A few years ago, someone left a pocket-sized photo album on my desk with an unsigned note stuck on the cover that said I “might know what to do with it.” Inside, glued one to a page, are twenty-four photographs of Essondale, the mental hospital in New Westminster, B.C., taken around the time that Essondale opened in 1913.
When I was a kid, Essondale and insane asylum were synonyms that when spoken aloud in a whisper or a hiss could elicit shivers of terror in the schoolyard. Essondale we knew to exist in a dark vortex beyond the city limits, where also could be found the penitentiary, and a place called Crease Clinic—where mental patients were subject to brain-creasing operations or, according to another theory, had grooves of varying depths cut into their brains by a tool like the router we were learning to use in Industrial Arts class.
I have seen Essondale only once in daylight, on an afternoon in 1973 or 1974, six decades after the pictures in the album were taken, when I drove out there with a couple of friends. We were intent on rescuing a poet who had been admitted to Essondale by legal process and was now scheduled for electroshock treatment. We went in through the big doors and past caged windows and down long hallways painted a hideous shade of green and through more locked doors into a big room full of sofas and tables and chairs through which clusters of inmates in various states of undress were drifting, gliding, sleepwalking and otherwise getting through their day: here seemed to be the pure expression of the institutional madhouse described by Ken Kesey in One Flew Over the Cuckoo’s Nest, a book that we had all read a few years earlier. The doctor was a fierce dark-eyed man who allowed only one civilian at a time into his locked office; one of us went in to negotiate a reprieve, but the doctor made it clear that both science and the law held sway over the unreason and soft-headedness exhibited by people like us. We went away after arranging with our friend (who was sleepy but quite desperate) to call us from the phone booth in the lobby when he was ready to walk out, and when his call came we returned in the evening and snatched him away. We got him into a “safe house” and began looking for a lawyer and a doctor who wouldn’t call the cops, and waiting for his meds to wear off, because we knew that without the meds things often became very difficult for our friend, and therefore difficult for those around him.
The cover of the photo album is imprinted with the letters H and M superimposed inside a golden circle—which (I have learned only recently) is to be read as the letter O, for when Essondale opened in 1913 it was called The Hospital of the Mind, an optimistic rubric for a positivist age. The album is evidently a souvenir prepared for politicians and senior staff (the men gathered on the front steps, perhaps) and is itself an optimistic document. In it we find the stored-up memories of ground-clearing, building and furnishing, and then the final touches: flowers on the table, the installation of telephones and shiny kitchen equipment; rows of beds aligned in large rooms, pristine under immaculate sheets not yet slept in. A man in a suit poses at a desk: is he the director? He too is optimistic as he learns to arrange himself for a bright future. All of the images in the album are addressed to that future.
There are no images of women in the album, and then we see that there are no patients either.

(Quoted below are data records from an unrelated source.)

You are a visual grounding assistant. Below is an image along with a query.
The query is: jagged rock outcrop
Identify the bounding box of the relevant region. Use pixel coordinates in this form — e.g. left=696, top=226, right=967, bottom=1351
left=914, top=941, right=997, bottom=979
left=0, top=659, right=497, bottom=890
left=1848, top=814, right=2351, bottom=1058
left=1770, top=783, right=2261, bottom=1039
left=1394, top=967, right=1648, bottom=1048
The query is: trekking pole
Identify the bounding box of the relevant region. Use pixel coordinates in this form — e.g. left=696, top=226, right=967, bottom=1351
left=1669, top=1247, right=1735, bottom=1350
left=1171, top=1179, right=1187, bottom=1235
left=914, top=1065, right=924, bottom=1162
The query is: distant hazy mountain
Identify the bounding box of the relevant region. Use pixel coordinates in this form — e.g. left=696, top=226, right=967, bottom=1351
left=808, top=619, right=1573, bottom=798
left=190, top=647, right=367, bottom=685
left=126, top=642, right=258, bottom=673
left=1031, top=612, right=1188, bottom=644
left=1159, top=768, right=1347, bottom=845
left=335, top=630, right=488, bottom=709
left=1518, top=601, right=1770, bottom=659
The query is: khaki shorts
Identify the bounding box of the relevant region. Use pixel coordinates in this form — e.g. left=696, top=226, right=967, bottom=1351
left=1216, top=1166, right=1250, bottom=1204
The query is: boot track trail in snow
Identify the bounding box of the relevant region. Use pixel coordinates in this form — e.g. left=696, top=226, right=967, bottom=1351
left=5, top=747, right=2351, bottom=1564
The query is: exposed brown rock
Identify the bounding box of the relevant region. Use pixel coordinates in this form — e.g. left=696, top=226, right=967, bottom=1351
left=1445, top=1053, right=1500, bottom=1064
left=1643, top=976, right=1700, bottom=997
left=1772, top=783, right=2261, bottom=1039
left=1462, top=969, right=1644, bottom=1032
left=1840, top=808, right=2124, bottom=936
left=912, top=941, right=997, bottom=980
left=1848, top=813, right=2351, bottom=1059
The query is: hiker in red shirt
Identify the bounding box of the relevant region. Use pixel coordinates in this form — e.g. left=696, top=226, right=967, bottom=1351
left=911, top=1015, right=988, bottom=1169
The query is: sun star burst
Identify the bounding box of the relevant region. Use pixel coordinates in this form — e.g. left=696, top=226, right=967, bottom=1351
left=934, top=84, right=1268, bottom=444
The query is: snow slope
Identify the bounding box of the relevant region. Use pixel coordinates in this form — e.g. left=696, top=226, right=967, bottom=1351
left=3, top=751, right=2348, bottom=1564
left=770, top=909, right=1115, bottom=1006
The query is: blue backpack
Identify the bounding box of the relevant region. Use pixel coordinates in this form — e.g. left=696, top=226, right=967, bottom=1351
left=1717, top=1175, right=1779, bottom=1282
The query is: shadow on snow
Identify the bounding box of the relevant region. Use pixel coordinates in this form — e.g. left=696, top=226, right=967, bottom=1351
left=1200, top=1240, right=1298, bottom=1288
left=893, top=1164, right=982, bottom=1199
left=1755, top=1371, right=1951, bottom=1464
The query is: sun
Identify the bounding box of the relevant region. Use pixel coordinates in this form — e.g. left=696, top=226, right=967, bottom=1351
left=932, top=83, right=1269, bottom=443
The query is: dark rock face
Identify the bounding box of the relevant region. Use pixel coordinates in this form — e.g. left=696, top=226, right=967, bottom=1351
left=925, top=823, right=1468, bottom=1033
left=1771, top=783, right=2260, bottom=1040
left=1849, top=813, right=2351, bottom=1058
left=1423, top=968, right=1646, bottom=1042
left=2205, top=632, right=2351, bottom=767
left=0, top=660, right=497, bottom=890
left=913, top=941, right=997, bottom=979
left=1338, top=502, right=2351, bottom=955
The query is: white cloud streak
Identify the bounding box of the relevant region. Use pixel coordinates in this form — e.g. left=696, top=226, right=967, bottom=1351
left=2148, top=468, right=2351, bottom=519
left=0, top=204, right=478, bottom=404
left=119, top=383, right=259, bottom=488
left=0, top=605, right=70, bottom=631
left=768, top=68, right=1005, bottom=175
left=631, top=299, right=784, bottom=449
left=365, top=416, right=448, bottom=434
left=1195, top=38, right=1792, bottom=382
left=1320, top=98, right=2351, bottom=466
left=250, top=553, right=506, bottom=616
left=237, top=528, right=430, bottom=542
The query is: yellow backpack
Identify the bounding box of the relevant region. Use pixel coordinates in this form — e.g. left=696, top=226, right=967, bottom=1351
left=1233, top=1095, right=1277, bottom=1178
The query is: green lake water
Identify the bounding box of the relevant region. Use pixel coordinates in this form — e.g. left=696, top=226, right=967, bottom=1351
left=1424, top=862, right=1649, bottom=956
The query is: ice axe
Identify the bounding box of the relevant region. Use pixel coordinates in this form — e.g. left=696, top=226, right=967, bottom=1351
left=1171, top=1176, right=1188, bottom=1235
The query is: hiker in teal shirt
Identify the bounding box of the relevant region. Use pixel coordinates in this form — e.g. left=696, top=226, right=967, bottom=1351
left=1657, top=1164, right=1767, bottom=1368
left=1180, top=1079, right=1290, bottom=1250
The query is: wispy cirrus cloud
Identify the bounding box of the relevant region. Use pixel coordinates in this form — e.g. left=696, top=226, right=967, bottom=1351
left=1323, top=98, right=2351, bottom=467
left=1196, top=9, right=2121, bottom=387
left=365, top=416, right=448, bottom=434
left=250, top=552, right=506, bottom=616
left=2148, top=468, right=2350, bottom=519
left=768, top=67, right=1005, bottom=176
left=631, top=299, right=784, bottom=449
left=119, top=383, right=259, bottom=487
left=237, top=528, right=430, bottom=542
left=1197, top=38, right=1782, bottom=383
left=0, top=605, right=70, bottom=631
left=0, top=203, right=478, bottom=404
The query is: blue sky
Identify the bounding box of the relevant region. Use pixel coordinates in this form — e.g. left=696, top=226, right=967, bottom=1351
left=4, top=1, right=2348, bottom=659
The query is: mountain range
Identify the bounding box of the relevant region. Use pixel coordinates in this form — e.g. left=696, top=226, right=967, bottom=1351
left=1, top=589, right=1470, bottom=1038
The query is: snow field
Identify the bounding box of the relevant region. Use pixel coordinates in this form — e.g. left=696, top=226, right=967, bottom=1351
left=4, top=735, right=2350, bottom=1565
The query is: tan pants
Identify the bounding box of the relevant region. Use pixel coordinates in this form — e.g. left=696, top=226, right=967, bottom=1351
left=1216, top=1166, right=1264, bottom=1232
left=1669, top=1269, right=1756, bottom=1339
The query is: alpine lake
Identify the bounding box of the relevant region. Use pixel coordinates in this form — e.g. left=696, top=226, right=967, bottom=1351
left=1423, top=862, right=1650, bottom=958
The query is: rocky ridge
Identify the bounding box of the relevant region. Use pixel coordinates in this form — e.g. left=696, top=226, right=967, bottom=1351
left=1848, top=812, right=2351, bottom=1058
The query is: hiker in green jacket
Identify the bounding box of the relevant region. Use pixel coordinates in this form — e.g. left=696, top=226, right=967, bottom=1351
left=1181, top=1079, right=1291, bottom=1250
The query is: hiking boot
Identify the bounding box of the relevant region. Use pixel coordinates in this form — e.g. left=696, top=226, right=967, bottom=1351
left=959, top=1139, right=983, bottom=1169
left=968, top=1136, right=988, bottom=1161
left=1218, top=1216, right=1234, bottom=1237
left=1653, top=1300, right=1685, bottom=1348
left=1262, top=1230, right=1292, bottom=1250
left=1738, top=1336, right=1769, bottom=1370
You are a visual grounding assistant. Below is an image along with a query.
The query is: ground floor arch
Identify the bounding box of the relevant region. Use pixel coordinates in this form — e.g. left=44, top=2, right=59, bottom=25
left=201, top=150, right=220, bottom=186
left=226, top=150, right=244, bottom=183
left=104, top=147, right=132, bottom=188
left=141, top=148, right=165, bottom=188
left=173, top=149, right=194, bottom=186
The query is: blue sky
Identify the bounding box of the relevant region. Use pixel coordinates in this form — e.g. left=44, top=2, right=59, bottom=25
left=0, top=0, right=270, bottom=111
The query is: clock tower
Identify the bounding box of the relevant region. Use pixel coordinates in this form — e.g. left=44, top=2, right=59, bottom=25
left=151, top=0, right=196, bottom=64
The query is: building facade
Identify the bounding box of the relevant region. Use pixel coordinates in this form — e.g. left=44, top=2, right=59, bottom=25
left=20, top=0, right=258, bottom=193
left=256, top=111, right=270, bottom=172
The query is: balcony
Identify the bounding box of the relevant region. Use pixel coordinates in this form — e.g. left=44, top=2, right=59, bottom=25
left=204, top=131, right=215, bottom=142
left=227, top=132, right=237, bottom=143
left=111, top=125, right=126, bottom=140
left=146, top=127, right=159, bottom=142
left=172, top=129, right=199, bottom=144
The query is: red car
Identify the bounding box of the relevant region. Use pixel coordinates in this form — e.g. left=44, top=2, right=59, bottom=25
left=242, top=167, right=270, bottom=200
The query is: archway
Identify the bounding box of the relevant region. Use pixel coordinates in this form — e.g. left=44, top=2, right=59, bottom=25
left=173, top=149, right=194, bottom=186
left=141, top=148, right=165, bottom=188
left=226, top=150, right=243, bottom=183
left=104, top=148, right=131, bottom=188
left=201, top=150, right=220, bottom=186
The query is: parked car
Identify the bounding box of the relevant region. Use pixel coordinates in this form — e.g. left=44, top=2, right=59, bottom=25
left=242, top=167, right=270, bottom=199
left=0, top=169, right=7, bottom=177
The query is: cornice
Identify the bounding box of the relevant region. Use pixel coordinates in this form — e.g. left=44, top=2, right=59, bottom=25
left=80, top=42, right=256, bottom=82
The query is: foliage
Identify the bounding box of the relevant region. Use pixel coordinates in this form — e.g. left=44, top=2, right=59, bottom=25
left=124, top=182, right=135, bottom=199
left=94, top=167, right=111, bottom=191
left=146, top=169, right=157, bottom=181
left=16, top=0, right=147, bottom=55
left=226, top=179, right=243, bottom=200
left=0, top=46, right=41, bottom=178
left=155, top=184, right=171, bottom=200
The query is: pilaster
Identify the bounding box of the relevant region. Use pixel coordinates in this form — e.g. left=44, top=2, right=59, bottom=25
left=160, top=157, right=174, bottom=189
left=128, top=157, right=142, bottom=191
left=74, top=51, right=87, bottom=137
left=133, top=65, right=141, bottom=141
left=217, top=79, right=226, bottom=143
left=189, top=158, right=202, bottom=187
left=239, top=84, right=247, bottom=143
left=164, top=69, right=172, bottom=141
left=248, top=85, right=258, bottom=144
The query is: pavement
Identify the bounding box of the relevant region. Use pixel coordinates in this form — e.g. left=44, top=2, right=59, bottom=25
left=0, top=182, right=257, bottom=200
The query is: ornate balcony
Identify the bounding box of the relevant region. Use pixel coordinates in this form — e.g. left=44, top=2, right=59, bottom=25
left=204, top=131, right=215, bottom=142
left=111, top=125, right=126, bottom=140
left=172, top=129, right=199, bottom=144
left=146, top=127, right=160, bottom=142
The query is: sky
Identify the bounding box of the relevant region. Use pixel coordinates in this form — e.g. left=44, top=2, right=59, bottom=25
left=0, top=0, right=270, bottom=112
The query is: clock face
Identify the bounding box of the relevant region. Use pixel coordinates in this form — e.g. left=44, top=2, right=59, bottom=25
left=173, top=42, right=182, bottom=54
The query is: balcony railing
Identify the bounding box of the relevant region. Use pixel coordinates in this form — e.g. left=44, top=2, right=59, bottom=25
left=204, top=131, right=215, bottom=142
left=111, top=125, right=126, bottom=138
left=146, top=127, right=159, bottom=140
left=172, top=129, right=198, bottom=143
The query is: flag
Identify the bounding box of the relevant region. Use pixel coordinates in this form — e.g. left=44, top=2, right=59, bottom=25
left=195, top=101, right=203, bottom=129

For as always there can be no patients without women to tend them; the men are the ones doing all the big thinking. We too were men trying to do big thinking. Our friend the poet was not easy to be with; over the ensuing weeks we moved him from house to house (we expected the police to come for him at any time) and he wore out his welcome again and again. Our legal advice came from the law student who rented an office down the hall from our publishing operation and who supplied us with diet pills when we wanted to work all night. In the end we succeeded in having the electroshock treatments cancelled and in getting our friend the status of “voluntary” patient at Essondale. But we failed him by not learning how to help him ourselves. It was evident that Hospitals of the Mind are necessary places.
The fire escape at the end of our hall was occupied by a homeless security guard named Geoffrey, a man who never took off his uniform and who during the day would stand in the street staring into the sun. Geoffrey was harmless and kind; when he spoke it was in long monologues that we had grown accustomed to. One night during a violent episode in the office, our friend the poet threw a beer bottle through the window. When we had calmed him down and went to look at the damage, we could see Geoffrey below, crossing the parking lot. He had his mattress on his shoulder: he was running away.
Sometime in the sixties, Essondale was given a new name, Riverview, as if to disguise it as a golf course, suburb or graveyard; but the old hissing name never got unstuck from it. When Essondale as Riverview was closed for good, it had been a huge institution and many of its patients had been made to suffer the abuses of huge institutions. There was nothing to replace it, and many inmates of Essondale, including our friend the poet, became the first large homeless population (now some three or four thousand people) in Vancouver. These days the mayor has optimistic plans to reopen Essondale (as Riverview) and to get the homeless back in there and locked up safely in time for the Olympics.